I heard an interview with Seth Godin where he said that education should be about two things: leadership and decision making. I am in the active pursuit of a degree that has classes designed to address those two issues. Management is all about leading and making decisions. Too bad my classes don't really touch either of those topics. That's not a failure of Marist. I'm sure every other MBA program fails at effectively teaching those skills as well. Business classes are great at describing what businesses do, but no class can teach you how to lead or how to make a decision.

Leading requires action. You can't learn how to lead by reading a book. You have to see an opportunity and act on that opportunity. There is no room for passivity or sitting back to see how things shake out when you're the one responsible for getting things done. Acts of leadership emerge from a deep sense of who you are and what you want to accomplish. Leaders know what they're trying to accomplish. At the bottom of it, leadership is really just rallying people around your cause.
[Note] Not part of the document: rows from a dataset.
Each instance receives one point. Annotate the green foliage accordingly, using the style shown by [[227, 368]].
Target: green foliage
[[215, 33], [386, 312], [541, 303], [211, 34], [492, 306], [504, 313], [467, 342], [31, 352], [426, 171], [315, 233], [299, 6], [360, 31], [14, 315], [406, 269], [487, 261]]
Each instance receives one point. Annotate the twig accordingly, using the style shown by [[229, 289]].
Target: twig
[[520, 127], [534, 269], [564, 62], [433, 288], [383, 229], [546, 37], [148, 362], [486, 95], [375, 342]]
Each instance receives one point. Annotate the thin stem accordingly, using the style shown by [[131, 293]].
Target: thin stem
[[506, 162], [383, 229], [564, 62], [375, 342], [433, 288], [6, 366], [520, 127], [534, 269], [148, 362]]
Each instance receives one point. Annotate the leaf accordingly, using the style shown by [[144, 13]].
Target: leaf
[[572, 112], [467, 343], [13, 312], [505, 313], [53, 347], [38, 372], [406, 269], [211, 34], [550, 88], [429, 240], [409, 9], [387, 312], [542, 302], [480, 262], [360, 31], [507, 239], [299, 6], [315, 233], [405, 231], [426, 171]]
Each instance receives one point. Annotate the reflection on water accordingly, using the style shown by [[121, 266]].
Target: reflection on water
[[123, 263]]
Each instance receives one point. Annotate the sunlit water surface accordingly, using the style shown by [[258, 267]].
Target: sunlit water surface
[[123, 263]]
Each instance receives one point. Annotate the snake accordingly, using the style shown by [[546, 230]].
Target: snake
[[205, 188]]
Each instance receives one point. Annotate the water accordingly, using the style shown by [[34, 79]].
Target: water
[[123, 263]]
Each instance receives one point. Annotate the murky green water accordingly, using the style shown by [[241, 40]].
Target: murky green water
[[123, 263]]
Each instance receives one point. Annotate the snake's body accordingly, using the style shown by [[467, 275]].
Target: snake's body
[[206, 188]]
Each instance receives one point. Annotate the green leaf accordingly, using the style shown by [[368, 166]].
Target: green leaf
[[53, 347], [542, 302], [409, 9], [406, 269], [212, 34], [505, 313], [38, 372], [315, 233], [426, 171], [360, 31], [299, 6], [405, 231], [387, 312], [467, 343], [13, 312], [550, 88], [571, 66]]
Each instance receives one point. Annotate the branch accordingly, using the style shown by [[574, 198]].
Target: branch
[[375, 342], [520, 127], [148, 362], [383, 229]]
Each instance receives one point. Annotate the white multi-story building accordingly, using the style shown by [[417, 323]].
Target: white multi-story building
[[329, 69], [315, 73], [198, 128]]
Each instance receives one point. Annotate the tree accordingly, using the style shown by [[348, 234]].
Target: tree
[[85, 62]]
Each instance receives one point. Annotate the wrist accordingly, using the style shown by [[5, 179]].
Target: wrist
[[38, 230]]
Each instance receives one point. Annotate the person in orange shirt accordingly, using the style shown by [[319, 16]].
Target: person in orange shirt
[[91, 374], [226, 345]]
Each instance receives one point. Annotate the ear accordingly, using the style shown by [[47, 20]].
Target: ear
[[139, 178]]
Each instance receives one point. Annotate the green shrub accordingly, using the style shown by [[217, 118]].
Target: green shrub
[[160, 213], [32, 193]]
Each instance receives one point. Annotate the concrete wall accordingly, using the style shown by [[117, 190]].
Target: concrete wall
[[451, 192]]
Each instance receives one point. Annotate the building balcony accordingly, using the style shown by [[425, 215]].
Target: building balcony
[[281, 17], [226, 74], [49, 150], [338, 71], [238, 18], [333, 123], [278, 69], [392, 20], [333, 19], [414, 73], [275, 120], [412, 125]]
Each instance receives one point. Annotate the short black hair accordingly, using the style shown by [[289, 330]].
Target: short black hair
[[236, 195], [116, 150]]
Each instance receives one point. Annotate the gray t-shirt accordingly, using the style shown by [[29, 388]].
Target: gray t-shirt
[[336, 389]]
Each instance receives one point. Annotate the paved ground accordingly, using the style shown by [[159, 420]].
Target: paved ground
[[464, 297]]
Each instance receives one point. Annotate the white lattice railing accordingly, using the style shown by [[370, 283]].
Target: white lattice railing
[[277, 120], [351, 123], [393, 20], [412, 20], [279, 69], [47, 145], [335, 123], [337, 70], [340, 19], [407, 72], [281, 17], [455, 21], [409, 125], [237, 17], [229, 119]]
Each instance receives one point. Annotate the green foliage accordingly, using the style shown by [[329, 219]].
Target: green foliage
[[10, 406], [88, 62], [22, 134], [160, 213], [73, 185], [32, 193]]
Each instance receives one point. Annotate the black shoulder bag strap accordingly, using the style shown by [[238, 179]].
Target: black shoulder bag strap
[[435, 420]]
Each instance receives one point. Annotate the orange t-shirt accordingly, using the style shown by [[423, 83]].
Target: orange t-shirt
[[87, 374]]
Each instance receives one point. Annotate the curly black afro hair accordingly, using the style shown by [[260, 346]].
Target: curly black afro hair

To rally people around a cause, you must first share that cause. You can't share that cause until you have identified that cause.

You're never going to find that one thing that stirs your soul sitting in a classroom. All you learn in a classroom is what the teacher thinks about something. Discovery requires action. Doing. School is just an illusion of doing. School informs experience. It does not create experience.

Making decisions is easy when you have a mission. Your objectives are clear. The principles are well-defined. Stating and sharing a vision requires that you take a stand. That stand clarifies choices. Making decisions is easy when you've decided what you're trying to accomplish. Of course most people and most organizations have no sense of purpose. Rules and procedures replace a stirring vision. Control dominates while inspiration withers.